View larger version (12K): [in this window] [in a new window]   Fig. 1.   Plasma concentrations (A) and biliary excretion (B) of BIBR 277 (circles) and its glucuronide (triangles) after i.v. administration of [14C]BIBR 277 (1 mg/kg) to SDRs (closed symbols) and EHBR (open symbols). Each point and vertical bar represent the mean ± S.D. (n = 3 and 4 for panels A and B, respectively).

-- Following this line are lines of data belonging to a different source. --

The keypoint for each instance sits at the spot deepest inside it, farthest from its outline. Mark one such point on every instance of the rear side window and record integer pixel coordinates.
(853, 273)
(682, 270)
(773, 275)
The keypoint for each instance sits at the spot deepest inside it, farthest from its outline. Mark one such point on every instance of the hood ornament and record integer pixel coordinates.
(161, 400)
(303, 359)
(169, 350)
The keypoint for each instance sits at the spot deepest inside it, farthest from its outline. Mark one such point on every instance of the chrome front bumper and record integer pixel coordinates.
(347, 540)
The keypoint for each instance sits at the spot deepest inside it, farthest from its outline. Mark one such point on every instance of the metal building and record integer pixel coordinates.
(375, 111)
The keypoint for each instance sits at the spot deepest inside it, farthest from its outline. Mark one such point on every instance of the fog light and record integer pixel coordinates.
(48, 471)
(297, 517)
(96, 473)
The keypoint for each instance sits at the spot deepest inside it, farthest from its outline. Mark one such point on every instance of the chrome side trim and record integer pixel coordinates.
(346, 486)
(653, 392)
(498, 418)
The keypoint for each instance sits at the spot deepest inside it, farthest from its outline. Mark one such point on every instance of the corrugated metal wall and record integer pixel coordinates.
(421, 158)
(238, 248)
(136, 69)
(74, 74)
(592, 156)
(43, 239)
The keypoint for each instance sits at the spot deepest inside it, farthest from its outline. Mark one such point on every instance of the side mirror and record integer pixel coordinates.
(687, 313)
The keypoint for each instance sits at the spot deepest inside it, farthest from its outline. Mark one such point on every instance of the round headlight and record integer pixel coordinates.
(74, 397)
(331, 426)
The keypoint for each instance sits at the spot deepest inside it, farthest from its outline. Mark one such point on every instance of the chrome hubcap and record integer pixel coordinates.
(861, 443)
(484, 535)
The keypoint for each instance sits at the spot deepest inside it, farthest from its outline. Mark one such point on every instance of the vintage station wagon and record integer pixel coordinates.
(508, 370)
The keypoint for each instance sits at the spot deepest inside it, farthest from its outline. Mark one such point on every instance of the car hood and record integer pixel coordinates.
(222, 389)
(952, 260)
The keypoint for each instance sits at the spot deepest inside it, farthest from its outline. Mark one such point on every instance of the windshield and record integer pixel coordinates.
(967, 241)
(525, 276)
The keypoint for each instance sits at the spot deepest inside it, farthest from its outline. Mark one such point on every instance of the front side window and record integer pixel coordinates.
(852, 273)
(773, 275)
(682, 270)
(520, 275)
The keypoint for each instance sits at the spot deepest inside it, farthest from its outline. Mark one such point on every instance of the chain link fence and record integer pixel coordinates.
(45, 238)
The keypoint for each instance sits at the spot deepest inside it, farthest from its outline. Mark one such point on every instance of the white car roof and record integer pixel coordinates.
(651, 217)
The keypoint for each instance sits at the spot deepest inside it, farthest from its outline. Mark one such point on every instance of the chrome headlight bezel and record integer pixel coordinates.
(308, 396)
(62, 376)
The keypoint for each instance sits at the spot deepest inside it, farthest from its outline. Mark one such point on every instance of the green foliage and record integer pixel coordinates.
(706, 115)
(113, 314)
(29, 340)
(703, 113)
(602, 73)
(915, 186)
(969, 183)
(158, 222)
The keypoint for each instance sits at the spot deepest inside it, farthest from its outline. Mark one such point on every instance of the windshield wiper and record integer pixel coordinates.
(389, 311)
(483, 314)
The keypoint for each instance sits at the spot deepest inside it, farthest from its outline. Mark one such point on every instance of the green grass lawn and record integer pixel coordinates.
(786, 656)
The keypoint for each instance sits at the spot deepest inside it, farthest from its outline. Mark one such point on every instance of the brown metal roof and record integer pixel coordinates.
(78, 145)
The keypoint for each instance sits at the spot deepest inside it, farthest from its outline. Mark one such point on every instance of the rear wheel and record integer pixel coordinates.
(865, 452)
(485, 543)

Even if we assume that half the BIBR 277 glucuronide excretion was impaired in EHBR due to cMOAT/MRP2 deficiency, the increase in the plasma glucuronide concentraion in EHBR appears to be much more than double that in SDRs (Fig. 1A). Another possible explanation for such an increase in plasma glucuronide concentration might be enhancement of the glucuronidation of BIBR 277 in EHBR. The K_m values for the glucuronidation of BIBR 277 in the liver microsomes were similar between SDRs and EHBR (9.66 and 10.6 µM, respectively), whereas the V_max value was about 2.5 times higher in EHBR than SDRs (279 and 709 pmol/min/mg in SDRs and EHBR, respectively). Considering that the glucuronidation in EHBR is 2 to 3 times higher than in SDRs, whereas the biliary clearance of the glucuronide in EHBR is half that in SDRs, it appears reasonable that the biliary excretion of BIBR 277 glucuronide is similar in both rat strains after i.v. administration of the parent compound. In conclusion, BIBR 277 glucuronide transport across the bile canalicular membrane is mediated by both cMOAT/MRP2 and another transporter that is present in EHBR.